Wednesday, December 1, 2010

As Labor spouts its values, gap rich poor gap widens

Why do I get the feeling that, after their just-short-of-disastrous showing in the August election, Julia Gillard and her ministers aren't so much engaged in soul-searching as in trying to improve their PR. They're all giving speeches about Labor's reason for existence, and they're all saying much the same thing, as though they were all briefed by the same spin doctor.

Their central message is that Labor stands for a "strong economy". Well, sure. Which party stands for a weak economy? Anything else?

Gillard says Labor's values are "a strong economy - and opportunity for all". Wayne Swan says Labor's core purpose is "prosperity and opportunity". Neither says much about what "opportunity" means. Maybe it means whatever you'd like it to mean.

Fortunately, Penny Wong is a little more explicit. She says Labor stands for "a fair go, a just society, a strong economy. A fair go encompasses Labor's tradition of fairness, of equality of opportunity and the aspiration for equity in outcome or worth.

"A just society references our social, legal and institutional frameworks, the principles that govern

our community and the relationships within it. Our rights and shared responsibilities."

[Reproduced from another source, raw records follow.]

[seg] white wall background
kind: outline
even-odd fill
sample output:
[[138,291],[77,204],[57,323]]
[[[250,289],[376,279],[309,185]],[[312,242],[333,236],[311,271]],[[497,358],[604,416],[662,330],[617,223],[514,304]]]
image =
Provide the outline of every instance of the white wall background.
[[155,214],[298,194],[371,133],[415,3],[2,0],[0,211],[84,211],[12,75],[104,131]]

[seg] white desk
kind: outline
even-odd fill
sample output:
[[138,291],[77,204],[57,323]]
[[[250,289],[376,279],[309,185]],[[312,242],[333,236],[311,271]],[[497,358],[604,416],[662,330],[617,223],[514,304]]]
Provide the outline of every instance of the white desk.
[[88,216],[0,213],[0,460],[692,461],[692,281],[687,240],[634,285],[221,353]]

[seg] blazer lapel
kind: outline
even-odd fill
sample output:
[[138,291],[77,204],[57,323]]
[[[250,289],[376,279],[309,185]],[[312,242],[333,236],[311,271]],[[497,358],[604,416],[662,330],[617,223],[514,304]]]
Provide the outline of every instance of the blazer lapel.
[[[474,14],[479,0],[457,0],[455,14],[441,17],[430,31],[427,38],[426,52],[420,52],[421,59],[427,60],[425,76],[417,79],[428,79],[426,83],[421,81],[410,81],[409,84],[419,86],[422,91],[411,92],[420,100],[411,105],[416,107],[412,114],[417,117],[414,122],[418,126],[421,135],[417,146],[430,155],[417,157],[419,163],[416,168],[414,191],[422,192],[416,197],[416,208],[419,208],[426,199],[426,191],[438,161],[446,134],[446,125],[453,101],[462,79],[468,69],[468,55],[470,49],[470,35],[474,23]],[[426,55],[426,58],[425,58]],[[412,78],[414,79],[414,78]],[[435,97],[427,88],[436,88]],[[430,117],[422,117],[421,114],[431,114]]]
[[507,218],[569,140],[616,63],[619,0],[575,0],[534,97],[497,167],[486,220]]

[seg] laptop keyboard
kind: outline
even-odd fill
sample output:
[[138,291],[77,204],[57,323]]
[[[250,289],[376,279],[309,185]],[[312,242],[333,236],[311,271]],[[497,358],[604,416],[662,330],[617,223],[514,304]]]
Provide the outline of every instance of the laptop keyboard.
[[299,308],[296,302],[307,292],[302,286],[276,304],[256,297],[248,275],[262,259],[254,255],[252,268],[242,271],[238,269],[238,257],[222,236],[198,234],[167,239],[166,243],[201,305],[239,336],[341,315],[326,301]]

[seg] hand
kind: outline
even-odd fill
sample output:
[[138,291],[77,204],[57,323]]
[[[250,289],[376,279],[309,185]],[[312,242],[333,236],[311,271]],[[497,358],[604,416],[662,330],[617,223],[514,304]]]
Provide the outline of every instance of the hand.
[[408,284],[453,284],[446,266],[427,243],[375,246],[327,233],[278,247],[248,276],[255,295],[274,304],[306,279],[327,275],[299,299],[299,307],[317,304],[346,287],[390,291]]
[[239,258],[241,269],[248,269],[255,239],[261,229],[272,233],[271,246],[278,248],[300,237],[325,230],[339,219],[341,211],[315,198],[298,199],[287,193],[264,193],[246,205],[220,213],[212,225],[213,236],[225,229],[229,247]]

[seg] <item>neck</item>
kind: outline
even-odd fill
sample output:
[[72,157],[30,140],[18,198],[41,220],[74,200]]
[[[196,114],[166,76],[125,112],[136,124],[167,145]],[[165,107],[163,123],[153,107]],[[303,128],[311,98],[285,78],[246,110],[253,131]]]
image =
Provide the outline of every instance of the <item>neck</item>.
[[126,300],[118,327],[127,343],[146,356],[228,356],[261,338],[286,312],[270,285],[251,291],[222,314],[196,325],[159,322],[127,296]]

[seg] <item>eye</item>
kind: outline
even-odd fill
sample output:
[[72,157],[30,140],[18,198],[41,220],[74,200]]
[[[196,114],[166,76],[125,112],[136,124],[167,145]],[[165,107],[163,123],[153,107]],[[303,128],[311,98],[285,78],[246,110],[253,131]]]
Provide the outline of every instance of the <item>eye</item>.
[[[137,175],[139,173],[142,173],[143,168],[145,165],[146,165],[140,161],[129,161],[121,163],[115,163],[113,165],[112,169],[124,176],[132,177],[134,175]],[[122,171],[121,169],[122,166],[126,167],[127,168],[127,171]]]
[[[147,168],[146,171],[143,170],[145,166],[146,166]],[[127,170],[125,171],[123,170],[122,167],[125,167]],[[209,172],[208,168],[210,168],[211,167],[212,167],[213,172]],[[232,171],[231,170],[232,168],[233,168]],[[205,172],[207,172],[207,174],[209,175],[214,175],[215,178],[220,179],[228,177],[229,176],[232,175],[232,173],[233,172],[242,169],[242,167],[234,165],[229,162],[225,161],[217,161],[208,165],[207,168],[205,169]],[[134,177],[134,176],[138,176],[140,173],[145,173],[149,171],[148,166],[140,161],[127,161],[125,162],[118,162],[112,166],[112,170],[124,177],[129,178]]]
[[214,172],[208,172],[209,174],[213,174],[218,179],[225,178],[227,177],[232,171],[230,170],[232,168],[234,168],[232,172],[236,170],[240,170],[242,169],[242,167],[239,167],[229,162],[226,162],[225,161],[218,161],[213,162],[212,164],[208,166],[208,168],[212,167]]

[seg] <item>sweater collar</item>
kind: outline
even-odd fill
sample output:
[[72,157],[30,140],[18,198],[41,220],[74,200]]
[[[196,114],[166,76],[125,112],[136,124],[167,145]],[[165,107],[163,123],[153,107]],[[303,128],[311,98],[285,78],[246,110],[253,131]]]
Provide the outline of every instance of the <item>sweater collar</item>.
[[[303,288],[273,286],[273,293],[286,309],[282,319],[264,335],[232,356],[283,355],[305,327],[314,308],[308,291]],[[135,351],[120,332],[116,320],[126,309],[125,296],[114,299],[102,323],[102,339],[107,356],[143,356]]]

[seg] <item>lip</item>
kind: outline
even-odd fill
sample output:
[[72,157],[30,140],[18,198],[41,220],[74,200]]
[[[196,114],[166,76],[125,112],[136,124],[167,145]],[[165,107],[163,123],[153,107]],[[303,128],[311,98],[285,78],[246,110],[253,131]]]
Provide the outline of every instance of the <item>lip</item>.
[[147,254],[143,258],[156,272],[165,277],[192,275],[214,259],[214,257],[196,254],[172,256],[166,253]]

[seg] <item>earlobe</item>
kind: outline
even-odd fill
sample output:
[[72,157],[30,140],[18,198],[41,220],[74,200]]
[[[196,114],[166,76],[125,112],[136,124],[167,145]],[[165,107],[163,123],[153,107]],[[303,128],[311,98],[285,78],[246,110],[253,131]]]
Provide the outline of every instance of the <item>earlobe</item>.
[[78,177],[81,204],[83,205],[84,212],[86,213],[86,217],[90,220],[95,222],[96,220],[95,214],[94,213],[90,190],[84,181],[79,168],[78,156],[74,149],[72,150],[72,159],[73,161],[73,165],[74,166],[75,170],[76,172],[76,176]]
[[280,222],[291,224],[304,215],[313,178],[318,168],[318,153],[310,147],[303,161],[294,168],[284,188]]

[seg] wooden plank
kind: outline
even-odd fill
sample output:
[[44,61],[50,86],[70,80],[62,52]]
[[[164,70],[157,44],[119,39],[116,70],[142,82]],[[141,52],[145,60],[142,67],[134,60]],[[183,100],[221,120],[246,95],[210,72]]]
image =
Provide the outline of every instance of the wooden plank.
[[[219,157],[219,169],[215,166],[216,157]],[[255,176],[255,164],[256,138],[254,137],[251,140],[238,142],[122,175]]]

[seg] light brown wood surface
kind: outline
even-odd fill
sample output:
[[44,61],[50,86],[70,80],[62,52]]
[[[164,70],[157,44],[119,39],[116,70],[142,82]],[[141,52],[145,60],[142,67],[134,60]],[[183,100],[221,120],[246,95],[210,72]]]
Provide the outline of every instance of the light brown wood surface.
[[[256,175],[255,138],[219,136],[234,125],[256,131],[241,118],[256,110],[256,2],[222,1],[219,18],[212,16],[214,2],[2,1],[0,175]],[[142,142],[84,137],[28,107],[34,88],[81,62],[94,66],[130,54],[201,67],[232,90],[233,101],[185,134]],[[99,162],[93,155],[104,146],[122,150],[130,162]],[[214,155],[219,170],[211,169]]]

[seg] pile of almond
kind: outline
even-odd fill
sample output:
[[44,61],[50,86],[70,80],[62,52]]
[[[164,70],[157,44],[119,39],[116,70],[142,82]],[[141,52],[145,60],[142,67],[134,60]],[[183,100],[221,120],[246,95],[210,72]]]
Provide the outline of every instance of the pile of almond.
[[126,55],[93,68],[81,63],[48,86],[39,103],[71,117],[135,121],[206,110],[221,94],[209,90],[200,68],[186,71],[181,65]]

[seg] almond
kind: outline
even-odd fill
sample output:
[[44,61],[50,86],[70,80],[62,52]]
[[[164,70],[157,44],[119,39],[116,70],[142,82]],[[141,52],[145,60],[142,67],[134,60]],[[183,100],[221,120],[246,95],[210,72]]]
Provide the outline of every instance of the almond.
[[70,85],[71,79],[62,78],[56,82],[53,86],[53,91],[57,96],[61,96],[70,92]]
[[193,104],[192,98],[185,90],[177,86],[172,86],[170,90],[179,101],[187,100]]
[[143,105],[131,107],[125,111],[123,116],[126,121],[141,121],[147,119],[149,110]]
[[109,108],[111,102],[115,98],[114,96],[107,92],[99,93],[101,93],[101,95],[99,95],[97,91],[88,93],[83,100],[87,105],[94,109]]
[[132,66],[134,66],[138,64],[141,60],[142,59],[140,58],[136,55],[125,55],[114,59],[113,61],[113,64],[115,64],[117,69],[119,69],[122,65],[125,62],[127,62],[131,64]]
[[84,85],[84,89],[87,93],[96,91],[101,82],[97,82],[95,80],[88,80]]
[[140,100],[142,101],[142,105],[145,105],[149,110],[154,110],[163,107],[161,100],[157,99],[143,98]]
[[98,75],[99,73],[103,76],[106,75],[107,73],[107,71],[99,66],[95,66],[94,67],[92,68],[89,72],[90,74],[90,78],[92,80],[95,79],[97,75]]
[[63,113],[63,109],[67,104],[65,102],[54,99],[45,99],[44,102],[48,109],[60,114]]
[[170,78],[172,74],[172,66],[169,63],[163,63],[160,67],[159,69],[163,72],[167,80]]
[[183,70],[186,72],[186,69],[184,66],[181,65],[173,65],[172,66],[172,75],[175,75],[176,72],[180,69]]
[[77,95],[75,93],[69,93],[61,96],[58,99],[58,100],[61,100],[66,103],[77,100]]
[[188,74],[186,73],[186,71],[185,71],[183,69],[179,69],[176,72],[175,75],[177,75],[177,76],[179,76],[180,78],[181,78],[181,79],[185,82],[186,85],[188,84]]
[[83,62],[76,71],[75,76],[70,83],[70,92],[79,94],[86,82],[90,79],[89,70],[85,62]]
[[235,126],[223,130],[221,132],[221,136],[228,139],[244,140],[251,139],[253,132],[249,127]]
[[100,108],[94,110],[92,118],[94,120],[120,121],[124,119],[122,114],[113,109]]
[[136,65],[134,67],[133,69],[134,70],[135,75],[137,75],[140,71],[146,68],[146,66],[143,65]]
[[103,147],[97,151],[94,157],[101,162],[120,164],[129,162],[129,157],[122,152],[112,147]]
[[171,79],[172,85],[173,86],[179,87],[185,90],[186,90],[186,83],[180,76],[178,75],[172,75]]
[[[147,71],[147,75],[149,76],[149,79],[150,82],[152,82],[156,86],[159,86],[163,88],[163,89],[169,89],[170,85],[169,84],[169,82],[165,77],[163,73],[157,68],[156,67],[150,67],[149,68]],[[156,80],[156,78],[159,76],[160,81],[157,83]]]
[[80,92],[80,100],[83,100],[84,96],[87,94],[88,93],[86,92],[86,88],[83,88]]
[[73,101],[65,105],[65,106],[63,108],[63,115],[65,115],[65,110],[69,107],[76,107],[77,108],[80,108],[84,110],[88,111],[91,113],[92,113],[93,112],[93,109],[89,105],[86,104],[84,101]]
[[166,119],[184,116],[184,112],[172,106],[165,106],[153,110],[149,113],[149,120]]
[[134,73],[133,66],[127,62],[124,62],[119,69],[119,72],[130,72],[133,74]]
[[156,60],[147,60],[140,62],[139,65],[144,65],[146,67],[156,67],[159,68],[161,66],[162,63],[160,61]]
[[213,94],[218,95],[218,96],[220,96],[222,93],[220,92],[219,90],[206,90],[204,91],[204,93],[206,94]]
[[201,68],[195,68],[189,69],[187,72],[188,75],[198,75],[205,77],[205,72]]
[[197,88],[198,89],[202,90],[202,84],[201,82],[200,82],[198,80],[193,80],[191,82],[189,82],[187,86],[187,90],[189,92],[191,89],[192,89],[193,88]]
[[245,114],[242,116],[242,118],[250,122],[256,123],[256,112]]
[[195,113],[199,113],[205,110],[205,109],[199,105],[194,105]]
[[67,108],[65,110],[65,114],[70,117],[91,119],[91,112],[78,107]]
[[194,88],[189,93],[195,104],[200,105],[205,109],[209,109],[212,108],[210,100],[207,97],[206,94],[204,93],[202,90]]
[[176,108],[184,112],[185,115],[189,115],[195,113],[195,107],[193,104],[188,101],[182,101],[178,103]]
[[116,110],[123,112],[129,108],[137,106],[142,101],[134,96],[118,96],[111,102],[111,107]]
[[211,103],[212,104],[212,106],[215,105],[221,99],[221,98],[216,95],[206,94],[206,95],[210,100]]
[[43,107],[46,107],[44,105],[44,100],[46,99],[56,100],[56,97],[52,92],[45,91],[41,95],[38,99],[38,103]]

Well, that's sounding more like Labor. But if Gillard Labor still stands for Labor's tradition of fairness it's got a fair bit of work to do, as I ventured to suggest when invited to deliver the ACTU's Whitlam Lecture in Melbourne last night. And so far its record has been mixed.

Every few years the Bureau of Statistics measures the distribution of disposable income between Australia's households. It's too soon for us to have any clear evidence on what's happened to equity under the Labor government, but we do know that, after changing little between 1995 and 2004, the gap between rich and poor widened markedly between 2004 and 2008 - essentially the Howard government's last years.

If disposable income was equally distributed between households, the bottom 20 per cent of households would have 20 per cent of total income and the top 20 per cent of households would also have 20 per cent of total income.

In fact, the latest figures show that the bottom fifth has just 7 per cent of the income, whereas the top fifth has more than 40 per cent. And over just the last four years the shares of the four bottom fifths fell by about 0.5 percentage points each, allowing the share of the top fifth to rise by 2 percentage points.

Why this sudden deterioration? No one can say with any certainty. Various factors could have contributed: the resources boom and the booming sharemarket before the global financial crisis, the continued rise in executive and finance-sector salaries and maybe the succession of income tax cuts that benefited people on high incomes.

One factor that seems to have limited the rise in inequality throughout most of John Howard's reign was his large and repeated increases in family benefits. But there was a lot less of that in his later years.

But the bureau's practice of lumping together the top 20 per cent of households almost certainly conceals the extent to which the incomes of a relative handful of households at the very top have risen inordinately (and it may well be the incomes of households in the second highest 10 per cent rose at much the same rate as for the bottom 80 per cent).

Though they're not strictly comparable, and are no more recent than 2002, income tax statistics show that the top 0.05 per cent of individual taxpayers accounted for about 2 per cent of total taxable income. The top 1 per cent accounted for 9 per cent, the top 5 per cent for 21 per cent and the top 10 per cent for 31 per cent. (This last is up from 25 per cent in the early 1980s.)

These figures laugh at the notion of Australia as the great egalitarian paradise. But they only put us somewhere in the middle of the developed country pack: much more unequal than the Nordic countries, but not as bad as the other English-speaking countries: Canada, Ireland, New Zealand, Britain and the United States.

Were Labor to want to reduce inequality in Australia, the conventional starting place would be with taxation. Had Labor had its "tradition of fairness" at the top of its consciousness in the 2007 election campaign, it wouldn't have promised to introduce essentially the same three years' worth of tax cuts as those designed by Peter Costello to advantage people on incomes well above the average.

Admittedly, Labor's minerals resource rent tax will even things up a little, but it could be doing more to make the taxation of superannuation less heavily biased in favour of high income earners. The same goes for the concessional taxation of capital gains.

Remember, however, that much of the budget's redistribution of income from the rich to the poor comes from the way means-testing is used to restrict social security payments to those who are genuinely needy.

The Howard government took steps to bypass means-testing and introduce middle-class welfare. Labor has rolled back some of this, but could do more. It gave generous one-off increases in pensions, but excluded the unemployed from this munificence and limited the benefit flowing to sole parents.

One institution central to the goal of equality of opportunity is public schools. Gillard claims to have doubled funding for all schools, but so far she's done nothing to reform John Howard's biased funding formula in favour of better-off private schools.

One trend that's worked against a fair go is the many means by which employers have transferred risk from their own shoulders to those of their employees. These range from the casualisation of the workforce and making workers supposedly independent contractors to the risks of superannuation accumulation.

It would be nice to see the Gillard government doing more to act on its values rather than talk about them.